Tao Te Ching §11: Emptiness

by Peter Saint-Andre


Following up on yesterday's post about the Tao Te Ching, here's another poem that I might set to music (chapter 11 in the standard order). My provisional rendering is as follows:

Some thirty spokes meet in one hub
Through emptiness it does its work
Throw clay and shape it to a jar
Through emptiness it does its work
Cut doors and windows, make a room
Through emptiness it does its work

The craftsman profits from its mass
And yet it works through emptiness

At only 8 lines, it would make for an extremely short song. But that might be the nature of this project!

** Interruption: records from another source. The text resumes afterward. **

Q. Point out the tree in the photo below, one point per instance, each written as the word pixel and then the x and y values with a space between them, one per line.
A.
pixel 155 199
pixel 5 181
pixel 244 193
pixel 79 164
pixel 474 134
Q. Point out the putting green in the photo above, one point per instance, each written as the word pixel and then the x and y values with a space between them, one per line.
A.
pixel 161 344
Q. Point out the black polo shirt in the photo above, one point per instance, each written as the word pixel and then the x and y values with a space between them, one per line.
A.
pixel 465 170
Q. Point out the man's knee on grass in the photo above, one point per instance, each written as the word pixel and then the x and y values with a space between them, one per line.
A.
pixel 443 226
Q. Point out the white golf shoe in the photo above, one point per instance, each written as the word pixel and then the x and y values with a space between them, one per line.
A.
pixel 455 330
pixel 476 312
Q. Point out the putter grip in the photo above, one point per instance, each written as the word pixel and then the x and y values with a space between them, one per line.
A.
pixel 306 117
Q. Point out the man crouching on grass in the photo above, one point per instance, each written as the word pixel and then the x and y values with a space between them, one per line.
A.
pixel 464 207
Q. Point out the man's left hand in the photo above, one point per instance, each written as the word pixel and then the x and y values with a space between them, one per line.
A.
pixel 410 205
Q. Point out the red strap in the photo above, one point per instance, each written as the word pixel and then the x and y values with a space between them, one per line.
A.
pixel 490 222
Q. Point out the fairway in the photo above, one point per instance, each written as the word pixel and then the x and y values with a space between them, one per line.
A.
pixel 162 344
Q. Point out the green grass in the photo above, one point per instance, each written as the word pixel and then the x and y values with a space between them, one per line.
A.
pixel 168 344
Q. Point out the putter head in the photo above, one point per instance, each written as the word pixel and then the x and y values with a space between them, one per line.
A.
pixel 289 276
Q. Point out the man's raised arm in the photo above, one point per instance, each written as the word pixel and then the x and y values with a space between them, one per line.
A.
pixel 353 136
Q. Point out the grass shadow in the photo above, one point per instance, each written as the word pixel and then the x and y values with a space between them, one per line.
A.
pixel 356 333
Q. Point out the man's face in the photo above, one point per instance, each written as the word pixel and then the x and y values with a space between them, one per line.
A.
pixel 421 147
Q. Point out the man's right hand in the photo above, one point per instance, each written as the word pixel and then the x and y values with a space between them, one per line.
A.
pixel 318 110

In this poem we glimpse the paradoxical side of Taoism. To my mind it suggests an aesthetic appreciation for subtlety, silence, simplicity, austere beauty, and what must be left unsaid - the space between the notes, if you will. Indeed, this poem raises the possibility that the Tao Te Ching itself might do its work through emptiness, for if the philosophical is the personal then (as chapter 1 puts it) "the way that we can say is not the ageless Way" and "the name that we can name is not the ageless Name".

But how could this be? Isn't the ageless something abstract and far away? Perhaps; but perhaps instead it's something tangible and near: the abiding ways of living that human beings have engaged in for as long as we have been on this beautiful earth of ours.